Quem se lembra do Zeca Diabo da novela o Bem-Amado (1973) pode pensar que Lima Duarte é ator talhado apenas para papéis cômicos. A voz fininha, no corpo do jagunço violento, provoca contraste hilariante que torna o personagem um dos mais famosos da teledramaturgia.
Mas basta saltar da TV para o cinema e recordar Lima Duarte naquele que talvez seja o seu maior papel na tela grande, em Sargento Getúlio, de Hermano Penna, baseado no livro de João Ubaldo Ribeiro. No filme, Lima é Getúlio, o personagem-título, militar truculento que conduz um prisioneiro pelo sertão e não hesita em infligir-lhe os piores castigos. Dá medo de Getúlio, braço armado do Estado autoritário. Medo que vem através da grande interpretação de Lima.
Em carreira tão variada, é até natural pensarmos que a filmografia de Lima Duarte é relativamente modesta em relação à sua extensa trajetória.

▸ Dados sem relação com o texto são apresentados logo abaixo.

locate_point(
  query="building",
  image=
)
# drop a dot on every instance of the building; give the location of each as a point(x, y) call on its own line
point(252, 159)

Ator de TV, teatro e cinema, dublador (é dele a voz de Catatau, em Zé Colmeia), eclético e espontâneo no drama como na comédia, Lima é o chamado “bigger than life”, tamanhos cumes alcançou em suas múltiplas atividades cênicas.
É, também, para quem com ele conviveu, um admirável contador de “causos”, mantendo o auditório, ou a mesa de bar em que se encontra, suspensos à sua palavra.

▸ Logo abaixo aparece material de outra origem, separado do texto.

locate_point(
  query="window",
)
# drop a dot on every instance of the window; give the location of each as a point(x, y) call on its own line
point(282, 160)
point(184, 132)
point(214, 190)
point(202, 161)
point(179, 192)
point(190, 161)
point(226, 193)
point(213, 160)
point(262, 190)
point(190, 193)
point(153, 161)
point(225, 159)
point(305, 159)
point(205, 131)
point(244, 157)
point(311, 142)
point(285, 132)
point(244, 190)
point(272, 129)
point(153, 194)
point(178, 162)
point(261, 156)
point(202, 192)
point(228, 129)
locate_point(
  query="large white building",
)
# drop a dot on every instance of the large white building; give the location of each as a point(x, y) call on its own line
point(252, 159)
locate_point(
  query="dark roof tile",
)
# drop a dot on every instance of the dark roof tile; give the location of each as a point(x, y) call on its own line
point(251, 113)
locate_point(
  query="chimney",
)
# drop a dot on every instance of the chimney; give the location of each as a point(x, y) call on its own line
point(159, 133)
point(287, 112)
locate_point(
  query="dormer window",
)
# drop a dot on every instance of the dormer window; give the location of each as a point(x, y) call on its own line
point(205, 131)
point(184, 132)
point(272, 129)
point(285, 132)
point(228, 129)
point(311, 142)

Para entender o generoso leque dramático de Lima é preciso lembrar de um dos seus aspectos centrais de personalidade, o culto à literatura. Não por acaso foi escolhido pelo grande diretor português Manoel de Oliveira para interpretar o Padre Antonio Vieira em Palavra e Utopia (1998). Lima vive o sacerdote já velho, perto da morte, e dá show escandindo como poucos o complexo texto barroco do autor de Os Sermões.
Papéis histriônicos também não lhe são estranhos. Basta lembrar do patético pai que interpreta em Os Sete Gatinhos, adaptação de Neville D’Almeida para o texto de Nelson Rodrigues. Neville força a mão na vertente do grotesco em Nelson, e Lima o acompanha à vontade, dançando à beira do abismo da caricatura.
Aliás, Lima parece gostar do registro caricatural que, de forma crítica, zomba de si mesmo. É o caso do seu personagem Osires, machista convicto em Eu Tu Eles (2000), de Andrucha Waddington. Ou o pai repressor em A Ostra e o Vento (1997), de Walter Lima Jr.
Ele também brilha nos papéis cômicos. Como esquecê-lo como o bispo venal de O Auto da Compadecida (2000), de Guel Arraes, ou o técnico severo e machista nos Boleiros 1 e 2 (1998 e 2006), de Ugo Giorgetti? Numa frase resume a coisa. Interpela a perua vivida por Marisa Orth, que ronda a concentração de seu time, ameaçando tirar o foco dos atletas à véspera da partida: “A senhora sabe lá o que é um Palmeiras e Corinthians?”.